# My Story - WS looking for advice



## emo_eater (May 8, 2014)

Hi all,

I just stumbled across this website today while searching the net for things to help me with my relationship with my husband. We have been married for over 8 years, together over 10. 
When we'd been married for about a year, I had what I now see was an EA with a friend of mine, nothing physical ever happened, but I entertained thoughts of leaving my husband. Not necessarily FOR the friend, but more it just showed me that I was dissatisified in my marriage. Being young, and also with a husband with a very strong personality, I don't think I handled the situation well, and so over the years I have continued on and off to struggle with my feelings of dissatisfaction and my inability to communicate effectively with my husband.

nearly 2 years ago now, I had another EA that also involved sexting etc and was much more serious. I had been miserable and felt unappreciated in my marriage for a really long time, and didn't feel as though it was getting any better, so I took the cowards way out, and ended up seeking solace in the attention of another man. This has easily been the worst decision I have ever made.
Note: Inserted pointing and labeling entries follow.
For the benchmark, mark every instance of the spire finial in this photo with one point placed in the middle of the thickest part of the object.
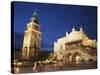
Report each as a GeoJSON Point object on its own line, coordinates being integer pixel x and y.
{"type": "Point", "coordinates": [73, 29]}
{"type": "Point", "coordinates": [66, 34]}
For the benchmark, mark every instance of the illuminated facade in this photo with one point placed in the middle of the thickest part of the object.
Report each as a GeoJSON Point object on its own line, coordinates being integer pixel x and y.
{"type": "Point", "coordinates": [32, 39]}
{"type": "Point", "coordinates": [75, 47]}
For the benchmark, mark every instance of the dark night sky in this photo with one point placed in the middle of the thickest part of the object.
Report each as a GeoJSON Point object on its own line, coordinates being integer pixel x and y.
{"type": "Point", "coordinates": [54, 20]}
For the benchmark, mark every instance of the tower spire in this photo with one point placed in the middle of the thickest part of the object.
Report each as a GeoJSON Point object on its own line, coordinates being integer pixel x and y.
{"type": "Point", "coordinates": [34, 17]}
{"type": "Point", "coordinates": [81, 29]}
{"type": "Point", "coordinates": [73, 29]}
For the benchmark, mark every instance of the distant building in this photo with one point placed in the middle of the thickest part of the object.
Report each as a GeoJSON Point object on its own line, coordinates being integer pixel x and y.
{"type": "Point", "coordinates": [32, 39]}
{"type": "Point", "coordinates": [75, 47]}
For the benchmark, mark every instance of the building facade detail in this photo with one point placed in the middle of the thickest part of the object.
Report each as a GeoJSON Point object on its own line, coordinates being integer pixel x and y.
{"type": "Point", "coordinates": [75, 47]}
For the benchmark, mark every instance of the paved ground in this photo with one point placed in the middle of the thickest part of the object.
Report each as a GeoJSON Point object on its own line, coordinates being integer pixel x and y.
{"type": "Point", "coordinates": [55, 67]}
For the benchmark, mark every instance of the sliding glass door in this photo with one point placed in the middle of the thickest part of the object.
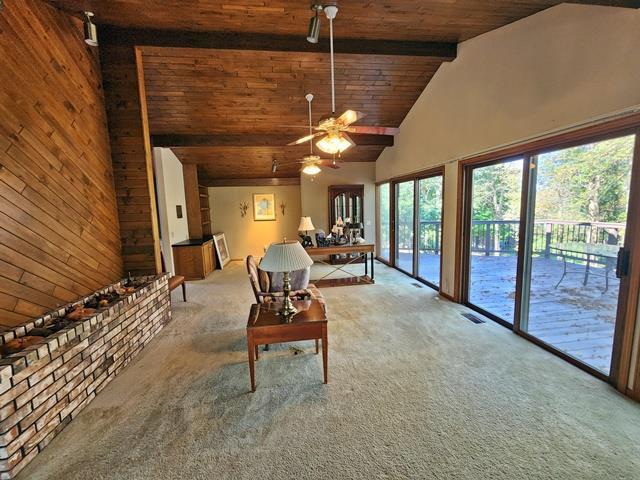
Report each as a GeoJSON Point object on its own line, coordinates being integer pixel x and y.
{"type": "Point", "coordinates": [429, 229]}
{"type": "Point", "coordinates": [404, 222]}
{"type": "Point", "coordinates": [492, 242]}
{"type": "Point", "coordinates": [577, 219]}
{"type": "Point", "coordinates": [548, 238]}
{"type": "Point", "coordinates": [384, 222]}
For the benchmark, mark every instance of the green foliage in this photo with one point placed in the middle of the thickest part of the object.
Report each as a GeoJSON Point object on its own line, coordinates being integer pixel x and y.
{"type": "Point", "coordinates": [497, 190]}
{"type": "Point", "coordinates": [586, 183]}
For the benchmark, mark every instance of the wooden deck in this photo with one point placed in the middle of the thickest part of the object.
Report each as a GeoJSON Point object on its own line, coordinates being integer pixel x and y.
{"type": "Point", "coordinates": [578, 320]}
{"type": "Point", "coordinates": [574, 318]}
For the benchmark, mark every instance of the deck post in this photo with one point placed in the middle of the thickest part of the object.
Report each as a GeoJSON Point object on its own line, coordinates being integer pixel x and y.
{"type": "Point", "coordinates": [548, 228]}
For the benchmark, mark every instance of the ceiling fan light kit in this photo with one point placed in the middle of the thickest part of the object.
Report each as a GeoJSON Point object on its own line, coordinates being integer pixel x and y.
{"type": "Point", "coordinates": [311, 169]}
{"type": "Point", "coordinates": [314, 25]}
{"type": "Point", "coordinates": [333, 143]}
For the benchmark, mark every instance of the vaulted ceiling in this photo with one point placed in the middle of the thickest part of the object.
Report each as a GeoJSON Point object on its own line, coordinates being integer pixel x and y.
{"type": "Point", "coordinates": [242, 90]}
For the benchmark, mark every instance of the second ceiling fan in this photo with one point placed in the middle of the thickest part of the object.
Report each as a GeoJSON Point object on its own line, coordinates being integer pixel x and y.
{"type": "Point", "coordinates": [334, 130]}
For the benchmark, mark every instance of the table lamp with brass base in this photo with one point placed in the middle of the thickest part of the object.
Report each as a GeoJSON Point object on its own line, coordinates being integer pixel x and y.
{"type": "Point", "coordinates": [286, 257]}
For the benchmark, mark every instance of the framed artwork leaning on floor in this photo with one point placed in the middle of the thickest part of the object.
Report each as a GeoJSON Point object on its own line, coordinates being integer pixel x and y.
{"type": "Point", "coordinates": [222, 251]}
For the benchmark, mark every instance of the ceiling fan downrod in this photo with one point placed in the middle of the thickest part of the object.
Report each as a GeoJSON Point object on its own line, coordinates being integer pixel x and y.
{"type": "Point", "coordinates": [331, 11]}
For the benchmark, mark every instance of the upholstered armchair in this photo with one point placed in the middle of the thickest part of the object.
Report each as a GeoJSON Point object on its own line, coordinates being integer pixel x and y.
{"type": "Point", "coordinates": [267, 287]}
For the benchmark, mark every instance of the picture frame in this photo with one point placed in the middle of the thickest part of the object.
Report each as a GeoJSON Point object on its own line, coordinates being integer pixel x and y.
{"type": "Point", "coordinates": [222, 251]}
{"type": "Point", "coordinates": [264, 207]}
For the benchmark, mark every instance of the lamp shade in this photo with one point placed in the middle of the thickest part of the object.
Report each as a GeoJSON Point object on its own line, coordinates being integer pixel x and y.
{"type": "Point", "coordinates": [305, 224]}
{"type": "Point", "coordinates": [285, 257]}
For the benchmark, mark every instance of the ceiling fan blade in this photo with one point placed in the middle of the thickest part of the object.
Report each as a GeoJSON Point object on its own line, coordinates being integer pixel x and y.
{"type": "Point", "coordinates": [305, 139]}
{"type": "Point", "coordinates": [295, 126]}
{"type": "Point", "coordinates": [349, 139]}
{"type": "Point", "coordinates": [349, 117]}
{"type": "Point", "coordinates": [372, 130]}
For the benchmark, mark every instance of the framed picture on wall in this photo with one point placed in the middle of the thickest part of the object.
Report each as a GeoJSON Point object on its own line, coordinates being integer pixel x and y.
{"type": "Point", "coordinates": [264, 206]}
{"type": "Point", "coordinates": [222, 251]}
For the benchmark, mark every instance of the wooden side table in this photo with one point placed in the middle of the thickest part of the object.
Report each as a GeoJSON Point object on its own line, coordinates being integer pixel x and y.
{"type": "Point", "coordinates": [266, 327]}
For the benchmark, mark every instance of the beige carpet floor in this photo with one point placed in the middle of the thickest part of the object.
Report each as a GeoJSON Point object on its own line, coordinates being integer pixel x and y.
{"type": "Point", "coordinates": [416, 391]}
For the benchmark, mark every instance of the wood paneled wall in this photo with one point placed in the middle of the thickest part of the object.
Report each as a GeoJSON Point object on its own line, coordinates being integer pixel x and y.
{"type": "Point", "coordinates": [131, 153]}
{"type": "Point", "coordinates": [59, 232]}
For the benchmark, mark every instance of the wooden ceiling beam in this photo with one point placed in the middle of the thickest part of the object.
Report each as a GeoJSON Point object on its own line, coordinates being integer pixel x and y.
{"type": "Point", "coordinates": [109, 34]}
{"type": "Point", "coordinates": [255, 140]}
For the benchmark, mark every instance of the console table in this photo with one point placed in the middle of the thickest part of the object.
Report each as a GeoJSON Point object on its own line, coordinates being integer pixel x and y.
{"type": "Point", "coordinates": [265, 326]}
{"type": "Point", "coordinates": [363, 250]}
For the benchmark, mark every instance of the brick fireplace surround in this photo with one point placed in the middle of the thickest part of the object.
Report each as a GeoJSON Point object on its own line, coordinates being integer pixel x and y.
{"type": "Point", "coordinates": [45, 386]}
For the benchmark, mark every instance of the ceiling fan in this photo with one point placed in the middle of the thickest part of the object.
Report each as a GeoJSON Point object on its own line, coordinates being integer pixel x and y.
{"type": "Point", "coordinates": [334, 131]}
{"type": "Point", "coordinates": [310, 163]}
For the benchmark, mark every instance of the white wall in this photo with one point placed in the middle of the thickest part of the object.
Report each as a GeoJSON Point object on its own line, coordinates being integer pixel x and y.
{"type": "Point", "coordinates": [315, 194]}
{"type": "Point", "coordinates": [565, 65]}
{"type": "Point", "coordinates": [170, 191]}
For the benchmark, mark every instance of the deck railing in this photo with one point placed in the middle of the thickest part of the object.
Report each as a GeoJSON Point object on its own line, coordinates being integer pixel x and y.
{"type": "Point", "coordinates": [494, 237]}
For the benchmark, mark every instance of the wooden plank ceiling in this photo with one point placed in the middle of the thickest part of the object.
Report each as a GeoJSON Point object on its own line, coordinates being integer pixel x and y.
{"type": "Point", "coordinates": [192, 91]}
{"type": "Point", "coordinates": [231, 93]}
{"type": "Point", "coordinates": [434, 20]}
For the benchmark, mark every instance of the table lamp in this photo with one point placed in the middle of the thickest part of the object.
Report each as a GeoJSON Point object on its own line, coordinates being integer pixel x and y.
{"type": "Point", "coordinates": [286, 257]}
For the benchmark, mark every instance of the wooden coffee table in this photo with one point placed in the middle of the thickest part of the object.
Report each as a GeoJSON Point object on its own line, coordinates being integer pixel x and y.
{"type": "Point", "coordinates": [266, 327]}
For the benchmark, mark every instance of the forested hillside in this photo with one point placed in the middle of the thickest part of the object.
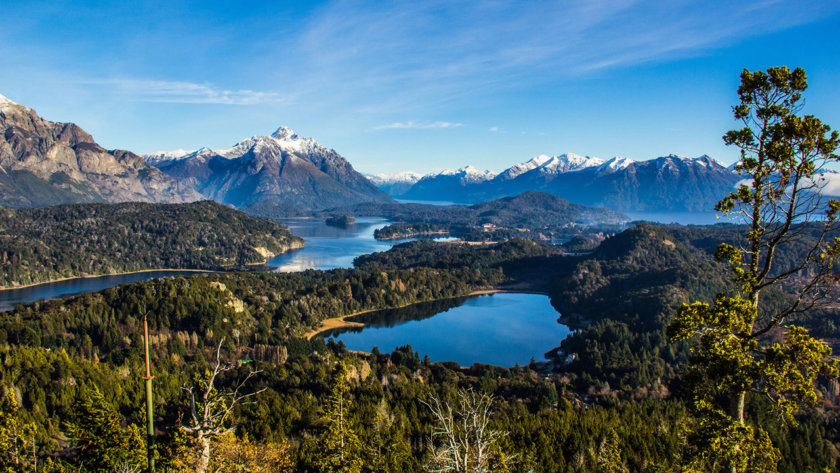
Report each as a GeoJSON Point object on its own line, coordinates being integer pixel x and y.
{"type": "Point", "coordinates": [38, 245]}
{"type": "Point", "coordinates": [620, 392]}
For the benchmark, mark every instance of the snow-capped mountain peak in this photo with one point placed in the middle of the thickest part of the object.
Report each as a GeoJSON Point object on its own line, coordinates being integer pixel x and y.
{"type": "Point", "coordinates": [468, 174]}
{"type": "Point", "coordinates": [568, 162]}
{"type": "Point", "coordinates": [615, 164]}
{"type": "Point", "coordinates": [285, 133]}
{"type": "Point", "coordinates": [400, 177]}
{"type": "Point", "coordinates": [156, 157]}
{"type": "Point", "coordinates": [518, 169]}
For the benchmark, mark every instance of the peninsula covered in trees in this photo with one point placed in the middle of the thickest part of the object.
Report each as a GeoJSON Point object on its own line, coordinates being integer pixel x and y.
{"type": "Point", "coordinates": [683, 357]}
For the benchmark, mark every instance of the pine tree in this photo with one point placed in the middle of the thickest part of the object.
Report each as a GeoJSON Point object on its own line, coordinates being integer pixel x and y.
{"type": "Point", "coordinates": [340, 446]}
{"type": "Point", "coordinates": [102, 443]}
{"type": "Point", "coordinates": [782, 155]}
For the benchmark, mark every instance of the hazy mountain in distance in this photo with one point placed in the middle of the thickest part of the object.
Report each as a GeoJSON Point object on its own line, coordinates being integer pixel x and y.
{"type": "Point", "coordinates": [45, 163]}
{"type": "Point", "coordinates": [394, 184]}
{"type": "Point", "coordinates": [669, 183]}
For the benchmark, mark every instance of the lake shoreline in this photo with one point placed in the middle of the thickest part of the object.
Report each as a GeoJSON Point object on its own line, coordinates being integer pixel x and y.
{"type": "Point", "coordinates": [342, 322]}
{"type": "Point", "coordinates": [94, 276]}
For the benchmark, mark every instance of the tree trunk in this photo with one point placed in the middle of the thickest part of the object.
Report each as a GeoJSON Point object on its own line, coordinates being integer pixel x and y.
{"type": "Point", "coordinates": [738, 406]}
{"type": "Point", "coordinates": [204, 458]}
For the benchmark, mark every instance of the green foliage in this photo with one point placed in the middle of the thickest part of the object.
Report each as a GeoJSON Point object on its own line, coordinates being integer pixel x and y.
{"type": "Point", "coordinates": [101, 441]}
{"type": "Point", "coordinates": [530, 214]}
{"type": "Point", "coordinates": [733, 357]}
{"type": "Point", "coordinates": [17, 437]}
{"type": "Point", "coordinates": [38, 245]}
{"type": "Point", "coordinates": [340, 447]}
{"type": "Point", "coordinates": [609, 458]}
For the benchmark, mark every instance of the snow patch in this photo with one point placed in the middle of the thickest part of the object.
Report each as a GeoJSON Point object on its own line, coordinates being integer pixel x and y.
{"type": "Point", "coordinates": [405, 177]}
{"type": "Point", "coordinates": [157, 157]}
{"type": "Point", "coordinates": [569, 162]}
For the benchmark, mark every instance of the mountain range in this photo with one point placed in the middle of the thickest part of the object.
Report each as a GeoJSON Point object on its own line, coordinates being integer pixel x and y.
{"type": "Point", "coordinates": [668, 183]}
{"type": "Point", "coordinates": [46, 163]}
{"type": "Point", "coordinates": [282, 167]}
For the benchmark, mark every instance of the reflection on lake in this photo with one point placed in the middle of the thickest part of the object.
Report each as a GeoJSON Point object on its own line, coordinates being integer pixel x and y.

My husband and I have been flailing around in the waters of our marriage ever since, he is obviously finding it hard to trust me, and obviously anger flairs up every so often. I try to do what I can for him, but have to say that I also feel that my needs aren't getting met. I understand that what I did was very, very, very wrong and hurtful, and if I could take it back, I would, but I still think there were other issues in our marriage that needed working on as well. 

As I said, I have always struggled to communicate my needs effectively to my husband, and now even more so, as if I ever ask for something or want something to change, I get the line about me being the one who cheated, so I don't get to ask for ...

I would like to try MC as a way to help me communicate more effectively, but he won't go. I just don't think we are getting anywhere by ourselves. I am seriously starting to doubt my decision to stay and work on our marriage for the benefit of our son, and am thinking that what we have might not be fixable.

But that thought is really, really scary for me, I want to make sure we have tried everything possible to save our marriage. I need to find something to help us communicate effectively, anything to help us trust each other.

I spent a fair bit of time reading up on the marriage builders website last year, and thought that that might be a great way to start our 'new' relationship, but when I showed hubby, he wasn't really interested in that either.


----------



## EleGirl (Dec 3, 2011)

I'm going to suggest some reading for you....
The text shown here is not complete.